Continuação do ótimo Tudo Por Uma Esmeralda, um dos grandes sucessos dos anos 80. Este é bem pior. Turner é raptada por um árabe e Douglas vai atrás. A dupla é ótima, Douglas nasceu para ser um herói safado e Turner foi a maior estrela do inicio dos anos 80. Mas o roteiro tem aquele que é o pior defeito dos anos 80, é metido a ser mais chique e engraçado do que é na verdade. Nota 4.

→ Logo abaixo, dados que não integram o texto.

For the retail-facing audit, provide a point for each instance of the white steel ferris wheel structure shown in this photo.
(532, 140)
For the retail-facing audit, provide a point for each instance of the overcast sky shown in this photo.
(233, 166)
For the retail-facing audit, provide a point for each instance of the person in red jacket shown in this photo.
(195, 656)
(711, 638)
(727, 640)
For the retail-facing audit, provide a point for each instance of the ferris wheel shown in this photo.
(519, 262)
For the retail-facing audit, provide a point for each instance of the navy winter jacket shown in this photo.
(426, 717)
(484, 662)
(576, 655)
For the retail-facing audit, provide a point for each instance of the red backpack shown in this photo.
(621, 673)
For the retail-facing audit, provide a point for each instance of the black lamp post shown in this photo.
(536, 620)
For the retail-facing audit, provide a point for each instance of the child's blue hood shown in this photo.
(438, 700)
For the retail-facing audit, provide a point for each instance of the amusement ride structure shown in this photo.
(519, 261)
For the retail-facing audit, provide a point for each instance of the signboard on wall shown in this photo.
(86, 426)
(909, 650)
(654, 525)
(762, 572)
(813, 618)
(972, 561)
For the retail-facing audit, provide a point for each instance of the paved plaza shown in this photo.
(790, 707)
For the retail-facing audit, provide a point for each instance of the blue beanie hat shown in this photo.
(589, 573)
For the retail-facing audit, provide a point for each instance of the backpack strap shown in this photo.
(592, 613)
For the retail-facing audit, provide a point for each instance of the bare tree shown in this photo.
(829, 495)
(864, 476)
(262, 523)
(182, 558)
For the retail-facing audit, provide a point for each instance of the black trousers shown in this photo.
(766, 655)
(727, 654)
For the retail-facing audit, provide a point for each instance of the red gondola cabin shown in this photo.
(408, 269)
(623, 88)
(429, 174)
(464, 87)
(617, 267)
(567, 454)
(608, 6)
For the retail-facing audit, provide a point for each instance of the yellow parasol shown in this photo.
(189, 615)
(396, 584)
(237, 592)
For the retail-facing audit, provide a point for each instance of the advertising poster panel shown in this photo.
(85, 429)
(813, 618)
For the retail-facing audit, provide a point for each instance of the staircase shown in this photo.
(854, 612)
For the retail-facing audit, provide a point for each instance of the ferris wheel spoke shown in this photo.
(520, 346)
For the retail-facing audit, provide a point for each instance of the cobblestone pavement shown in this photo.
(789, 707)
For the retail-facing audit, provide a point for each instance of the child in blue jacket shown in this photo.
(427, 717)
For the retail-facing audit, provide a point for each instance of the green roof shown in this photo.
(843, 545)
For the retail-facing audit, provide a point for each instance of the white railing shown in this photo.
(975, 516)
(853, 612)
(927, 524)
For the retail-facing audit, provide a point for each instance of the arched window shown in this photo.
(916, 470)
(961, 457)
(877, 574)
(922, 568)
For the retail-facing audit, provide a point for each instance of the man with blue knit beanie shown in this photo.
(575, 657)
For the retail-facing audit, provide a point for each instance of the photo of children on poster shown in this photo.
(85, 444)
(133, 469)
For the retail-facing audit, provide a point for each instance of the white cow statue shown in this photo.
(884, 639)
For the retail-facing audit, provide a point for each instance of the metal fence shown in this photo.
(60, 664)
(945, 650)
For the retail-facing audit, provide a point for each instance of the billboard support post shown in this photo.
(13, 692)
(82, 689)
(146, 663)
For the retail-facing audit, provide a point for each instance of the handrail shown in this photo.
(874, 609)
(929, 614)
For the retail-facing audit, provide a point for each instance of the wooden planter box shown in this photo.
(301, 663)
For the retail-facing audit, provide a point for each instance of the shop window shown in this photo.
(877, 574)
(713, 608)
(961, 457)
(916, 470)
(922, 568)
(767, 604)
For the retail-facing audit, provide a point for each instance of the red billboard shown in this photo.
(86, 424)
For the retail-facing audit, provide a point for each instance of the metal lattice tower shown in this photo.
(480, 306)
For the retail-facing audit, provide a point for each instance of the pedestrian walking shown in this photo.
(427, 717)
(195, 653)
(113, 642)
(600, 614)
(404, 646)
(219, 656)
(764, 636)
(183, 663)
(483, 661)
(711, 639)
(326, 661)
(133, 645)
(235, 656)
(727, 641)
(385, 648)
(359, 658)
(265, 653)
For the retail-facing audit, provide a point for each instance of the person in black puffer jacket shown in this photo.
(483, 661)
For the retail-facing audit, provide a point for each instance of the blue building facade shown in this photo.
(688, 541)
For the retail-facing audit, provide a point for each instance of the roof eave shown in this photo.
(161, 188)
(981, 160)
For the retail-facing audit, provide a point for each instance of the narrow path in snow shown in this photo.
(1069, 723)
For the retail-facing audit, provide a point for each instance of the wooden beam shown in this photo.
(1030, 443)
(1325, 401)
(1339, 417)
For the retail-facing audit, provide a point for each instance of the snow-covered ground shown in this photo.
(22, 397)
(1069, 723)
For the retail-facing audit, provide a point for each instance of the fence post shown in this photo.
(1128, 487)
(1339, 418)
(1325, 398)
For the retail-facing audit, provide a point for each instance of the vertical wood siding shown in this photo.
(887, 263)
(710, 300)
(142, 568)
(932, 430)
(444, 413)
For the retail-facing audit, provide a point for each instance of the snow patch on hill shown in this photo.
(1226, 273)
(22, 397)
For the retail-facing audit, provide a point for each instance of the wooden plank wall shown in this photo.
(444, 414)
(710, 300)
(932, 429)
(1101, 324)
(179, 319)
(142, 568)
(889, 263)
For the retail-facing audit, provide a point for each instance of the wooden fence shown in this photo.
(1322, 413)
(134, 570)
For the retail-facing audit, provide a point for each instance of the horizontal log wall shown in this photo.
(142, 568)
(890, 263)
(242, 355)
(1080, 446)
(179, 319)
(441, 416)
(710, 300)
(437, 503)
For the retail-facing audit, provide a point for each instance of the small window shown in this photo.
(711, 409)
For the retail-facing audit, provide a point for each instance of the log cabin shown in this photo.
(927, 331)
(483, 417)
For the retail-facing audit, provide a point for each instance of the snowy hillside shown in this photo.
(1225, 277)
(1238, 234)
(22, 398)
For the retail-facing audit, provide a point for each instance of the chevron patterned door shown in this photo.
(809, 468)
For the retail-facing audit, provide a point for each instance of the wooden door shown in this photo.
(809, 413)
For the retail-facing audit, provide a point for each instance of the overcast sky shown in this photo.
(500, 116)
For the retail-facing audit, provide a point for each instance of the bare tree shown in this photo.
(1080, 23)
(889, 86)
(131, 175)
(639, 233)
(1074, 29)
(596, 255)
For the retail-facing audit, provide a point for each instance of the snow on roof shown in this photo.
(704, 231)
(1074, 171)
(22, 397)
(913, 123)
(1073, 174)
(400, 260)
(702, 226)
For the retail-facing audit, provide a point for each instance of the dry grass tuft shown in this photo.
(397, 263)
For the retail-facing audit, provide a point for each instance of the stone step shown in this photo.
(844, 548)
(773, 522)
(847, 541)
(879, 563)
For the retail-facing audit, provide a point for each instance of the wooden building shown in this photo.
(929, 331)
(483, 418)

   WHATS NEW PUSSYCAT?de Clive Donner com Peter O`Toole, Romy Schneider, Peter Sellers
Revi como homenagem ao grande Peter O`Toole. Roteiro de Woody Allen e uma trilha sonora espetacular de Burt Bacharach. Um retrato do que era o tal espirito groovy da época. Peter estava no auge da fama, e o cinema inglês nunca mais teve tantas estrelas ( e bons atores ). Alan Bates, Michael Caine, Sean Connery, Richard Burton, Richard Harris, Oliver Reed, Terence Stamp, Peter Sellers, Tom Courtenay, James Mason, Laurence Olivier, Michael Redgrave, John Hurt, Albert Finney, todos em forma e trabalahndo muito.  O Oscar esnobou todos eles. Boa diversão ingênua. Nota 6.